Friday Afternoon
I see the smoke, great gray twisting boulders of it, as soon as I leave the house but, at first, I can’t work out where it is coming from. I stand in the yard, confused, as the smoke slants in curls across the sky. My thought process is too slow. We set fire to the fields a month ago, straight after harvest, burned the stubble to a crisp. There’s no other reason for a fire.
When the realization comes it is as if I’ve been punched in the gut.
I run through our fields like a madwoman. Hedgerows blaze with their glorious autumn colors and I barely notice streaks of red and purple blurring past. Over stiles I scarcely see or feel and will not remember climbing. Gates I wrench open and do not bother to close. Several acres of long grass with hidden holes to stumble upon.
Bobby’s tree is burning. I know it before I see it, before I stand at the edge of the field and watch flames curling up its stump and a line of fire streaking across the grass toward the trees. Frank has his back turned but I see the tins of paraffin lying at his feet.
“Frank!” I scream his name, but he doesn’t turn at first. Perhaps he doesn’t hear me, perhaps he doesn’t want to. Perhaps he is so focused on the fire within and without, he has room for nothing else. I can read his mood from here, the fierce governance driving him to destroy the stump with its colossal width, its implied weight, his desperation to burn away a loss that is at the heart of everything.
So much has changed since that fateful day. We have passed through autumn, once, twice, and now almost three times. I have picked fruit and turned it into jam and crumbles and pies, just as I always did, before Bobby, with Bobby, without him. He wasn’t there when our lambs were born, he did not hear the nightingales sing or the cuckoo that always marks the arrival of spring. We brought in the harvest without him. We plowed, we scattered, we sowed. For Frank and me everything changed when Bobby died but the farm stayed the same, season by season. And through all of it, through snow, through rain and scorching sun, the stump remained to remind us.
I have reached Frank now. My eyes sting, the smoke is bitter in the back of my throat. “What about the birds, Frank? He loved the birds.”
How many times did we bring the binoculars to this field to see which birds we could spot? Buzzards and sparrow hawks and blackbirds. Woodpeckers, great tits.

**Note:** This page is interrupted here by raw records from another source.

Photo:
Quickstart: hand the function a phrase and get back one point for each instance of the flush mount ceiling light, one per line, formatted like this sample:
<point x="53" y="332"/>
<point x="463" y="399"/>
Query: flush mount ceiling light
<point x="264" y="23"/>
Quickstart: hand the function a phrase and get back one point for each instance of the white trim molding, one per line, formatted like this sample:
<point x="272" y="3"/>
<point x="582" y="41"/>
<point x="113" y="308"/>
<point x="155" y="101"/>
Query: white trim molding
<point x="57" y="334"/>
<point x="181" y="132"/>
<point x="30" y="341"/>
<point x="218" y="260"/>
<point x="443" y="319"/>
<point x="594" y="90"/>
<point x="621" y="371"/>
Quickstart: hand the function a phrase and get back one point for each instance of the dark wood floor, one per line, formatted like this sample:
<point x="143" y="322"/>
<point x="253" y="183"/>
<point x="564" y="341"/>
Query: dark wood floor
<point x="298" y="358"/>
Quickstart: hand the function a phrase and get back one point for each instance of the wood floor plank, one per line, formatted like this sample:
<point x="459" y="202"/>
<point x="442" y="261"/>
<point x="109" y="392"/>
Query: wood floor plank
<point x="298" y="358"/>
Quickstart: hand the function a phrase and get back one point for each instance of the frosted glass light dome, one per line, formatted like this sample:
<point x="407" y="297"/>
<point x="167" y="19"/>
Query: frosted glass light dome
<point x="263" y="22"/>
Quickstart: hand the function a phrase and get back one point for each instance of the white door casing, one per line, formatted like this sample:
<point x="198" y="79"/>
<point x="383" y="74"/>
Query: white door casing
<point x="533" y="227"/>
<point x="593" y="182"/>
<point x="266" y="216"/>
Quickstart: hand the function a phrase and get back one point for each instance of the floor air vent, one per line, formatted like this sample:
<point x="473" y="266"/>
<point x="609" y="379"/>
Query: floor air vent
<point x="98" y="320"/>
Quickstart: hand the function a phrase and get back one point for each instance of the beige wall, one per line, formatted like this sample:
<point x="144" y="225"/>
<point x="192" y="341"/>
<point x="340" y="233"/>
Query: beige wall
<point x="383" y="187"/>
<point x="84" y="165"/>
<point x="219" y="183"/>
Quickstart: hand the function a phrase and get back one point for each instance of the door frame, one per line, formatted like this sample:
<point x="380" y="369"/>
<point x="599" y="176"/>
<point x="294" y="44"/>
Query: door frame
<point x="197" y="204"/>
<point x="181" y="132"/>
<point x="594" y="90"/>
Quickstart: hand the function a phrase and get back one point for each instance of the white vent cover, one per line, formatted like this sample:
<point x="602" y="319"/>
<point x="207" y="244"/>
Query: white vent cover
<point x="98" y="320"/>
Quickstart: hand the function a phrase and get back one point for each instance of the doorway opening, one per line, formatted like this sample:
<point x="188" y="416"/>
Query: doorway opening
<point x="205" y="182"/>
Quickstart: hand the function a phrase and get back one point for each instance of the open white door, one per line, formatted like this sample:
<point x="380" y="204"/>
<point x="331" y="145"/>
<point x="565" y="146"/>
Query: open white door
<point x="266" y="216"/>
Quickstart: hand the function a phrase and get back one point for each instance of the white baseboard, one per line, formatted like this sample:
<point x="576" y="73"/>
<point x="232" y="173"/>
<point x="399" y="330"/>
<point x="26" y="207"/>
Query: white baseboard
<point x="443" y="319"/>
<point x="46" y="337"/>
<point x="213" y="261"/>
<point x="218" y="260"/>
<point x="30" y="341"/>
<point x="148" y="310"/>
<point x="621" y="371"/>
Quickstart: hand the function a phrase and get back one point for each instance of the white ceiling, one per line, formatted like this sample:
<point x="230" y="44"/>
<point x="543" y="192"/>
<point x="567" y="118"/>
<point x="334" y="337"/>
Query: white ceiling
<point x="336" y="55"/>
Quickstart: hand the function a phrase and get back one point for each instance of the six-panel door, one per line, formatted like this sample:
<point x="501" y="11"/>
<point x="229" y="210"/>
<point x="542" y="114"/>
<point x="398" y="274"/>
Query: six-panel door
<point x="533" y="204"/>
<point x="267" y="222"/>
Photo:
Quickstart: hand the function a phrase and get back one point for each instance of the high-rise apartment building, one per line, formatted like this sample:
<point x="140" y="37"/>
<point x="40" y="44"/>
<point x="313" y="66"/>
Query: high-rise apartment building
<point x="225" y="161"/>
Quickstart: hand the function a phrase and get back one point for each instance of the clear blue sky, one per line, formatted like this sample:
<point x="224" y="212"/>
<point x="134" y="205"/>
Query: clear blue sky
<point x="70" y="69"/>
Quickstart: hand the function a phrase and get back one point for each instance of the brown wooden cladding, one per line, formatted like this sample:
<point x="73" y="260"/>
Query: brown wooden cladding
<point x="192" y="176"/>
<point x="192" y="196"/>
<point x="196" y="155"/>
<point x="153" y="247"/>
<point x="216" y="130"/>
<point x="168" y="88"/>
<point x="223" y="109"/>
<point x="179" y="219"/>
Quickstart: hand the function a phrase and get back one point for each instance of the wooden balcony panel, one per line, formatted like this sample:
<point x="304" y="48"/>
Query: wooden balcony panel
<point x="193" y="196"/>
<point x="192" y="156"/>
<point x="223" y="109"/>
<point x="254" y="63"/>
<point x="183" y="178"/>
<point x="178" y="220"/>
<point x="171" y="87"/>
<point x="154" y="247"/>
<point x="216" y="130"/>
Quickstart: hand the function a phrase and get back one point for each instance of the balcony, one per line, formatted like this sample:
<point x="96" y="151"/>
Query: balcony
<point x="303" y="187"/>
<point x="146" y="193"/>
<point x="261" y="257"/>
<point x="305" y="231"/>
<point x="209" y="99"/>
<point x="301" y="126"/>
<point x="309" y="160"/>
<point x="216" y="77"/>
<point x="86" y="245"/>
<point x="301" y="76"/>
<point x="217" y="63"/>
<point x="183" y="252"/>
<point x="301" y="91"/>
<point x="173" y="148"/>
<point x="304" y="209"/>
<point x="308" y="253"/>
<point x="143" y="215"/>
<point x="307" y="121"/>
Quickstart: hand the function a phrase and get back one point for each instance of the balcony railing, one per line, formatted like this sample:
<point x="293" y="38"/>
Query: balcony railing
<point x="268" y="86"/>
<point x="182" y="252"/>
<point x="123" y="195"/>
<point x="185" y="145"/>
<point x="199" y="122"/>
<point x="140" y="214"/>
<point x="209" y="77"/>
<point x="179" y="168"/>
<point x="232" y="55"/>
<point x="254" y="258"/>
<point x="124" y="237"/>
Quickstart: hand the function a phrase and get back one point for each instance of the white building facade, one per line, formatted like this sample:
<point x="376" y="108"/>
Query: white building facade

Robins and wagtails and the rooks that circled their nests at dusk, cawing at one another like socialites at a drinks party. He loved them all.
“His birds are long gone.”
Frank still hasn’t looked at me.
“There might be some nesting. The smoke will kill them.”
“It’ll burn itself out soon enough. Wood’s damp.”
“You can’t just set fire to things.”
“Why not? It’s my land. I own it. I can kill it if I want to.”
“Why, though?”
Frank does turn to look at me then. “It’s over.”
His voice is flat, face expressionless. There’s so little of the man I know, no way to reach him.
“What’s over, Frank? The tree? Bobby? You and me?”
“All of it.”
I’m crying now. “I’m sorry—”
He raises a hand to silence me. “It was always him.”
“That’s not true.”
“I was your second best.”
“No. You were different. You were better. You rescued me, remember?”
“None of that matters anymore. It’s too late.”
“How did you know?”
“I’ve known since the wedding. It was the way you looked at him. Like you wanted him. People are talking. It’ll be all over the village soon enough.”
“I still love you.”
“And him. Do you love him?”
I hesitate a moment too long. I want to lie, to protect Frank, to save us if that’s possible, or at least have a chance of saving us. But the one thing we have always had between us is the truth.
“Yes.”
Even now, his face doesn’t change but I know him, I see the air go out of him—or perhaps the fight.
“Then you can have this. I won’t stand in your way. Or his. You know why.”
Frank picks up the paraffin cans and starts to walk off across the field, and I stare after him until he is a small mark on the horizon.